I've never seen any promises from F1M about midfield teams on the podium on a regular basis, nor that the top teams would all change, nor that the margins would grow significantly smaller through the entire pack. Not even close. Maybe someone has some links showing otherwise?

What they did clearly state was major changes to car design to allow for closer racing for extended periods, reduction of "dirty air" to allow this, and hopes of more passing on track. The budget caps and aero limits allowed a means for lesser teams to develop more than the better teams and give them a chance to catch up vs the previous regs, which would tighten the field strength.


And in my opinion, the regs worked just fine. On track passing increased by about 30% through the year, and many of those passes involved multiple cars in close proximity for a number of laps. Cars on differing strategies could finally fight when they didn't have the pace advantage for a DRS fly by pass. Though the top teams remained the top teams, the order in WCC standings changed. The largest gap was 1-2, and the 2-3 fight was tight and fighting until the end. The rest of the field shuffled completely with only a single team (AM) finishing in the same position as the previous year. The bottom several teams also scored more points than the previous year, so the spread of points through the pack was not as great as with the old regs.

Now in only the second year, the lowest ranking teams will benefit even more, and the highest ranking teams will have stiffer penalties. I seriously doubt if that is going to allow things to get nearly as spread out as the previous regs, money is now in the picture along with the aero and CFD caps.

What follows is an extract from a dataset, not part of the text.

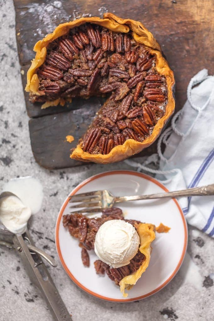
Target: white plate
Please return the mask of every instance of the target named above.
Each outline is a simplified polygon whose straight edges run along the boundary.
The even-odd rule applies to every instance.
[[[90,177],[77,187],[69,195],[107,189],[116,196],[141,195],[160,193],[167,189],[150,176],[136,172],[116,170]],[[56,249],[65,271],[76,284],[88,293],[108,301],[124,302],[139,300],[162,289],[175,275],[186,249],[187,231],[184,214],[174,199],[147,200],[118,204],[126,218],[152,223],[161,222],[171,227],[167,233],[156,233],[149,267],[136,284],[123,298],[118,286],[107,275],[96,273],[93,263],[97,257],[89,251],[90,266],[84,267],[81,258],[78,240],[72,237],[62,224],[62,216],[72,210],[68,197],[58,215],[56,225]]]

If the first race is any indication, the WCC deck will shuffle once again. We've already had a team ranked 7th last year on the podium, as well as a 10th ranked team score a point.



I'm not for gimmicks and restrictions in F1. They make a box and make the constructors stay within the box. The constructor that does it best wins, and their drivers benefit from better cars. If it reaches a point of reverse grids, ballast, and other such nonsense they may as well just make it a spec series. The spec series already exists in Indycar, and with budgets similar to F1 they would probably be almost as fast. But even with their current series which is essentially a spec car, the racing is only but so close, and a good part of that is due to strategy calls and luck of refueling windows vs track accidents and such. Certain teams still rise to the top even though in theory they should not.

Maybe they should ballast on each stop and then apply a formula to allow cars and drivers to be more equal. After all, they could just regulate it until everyone gets a trophy.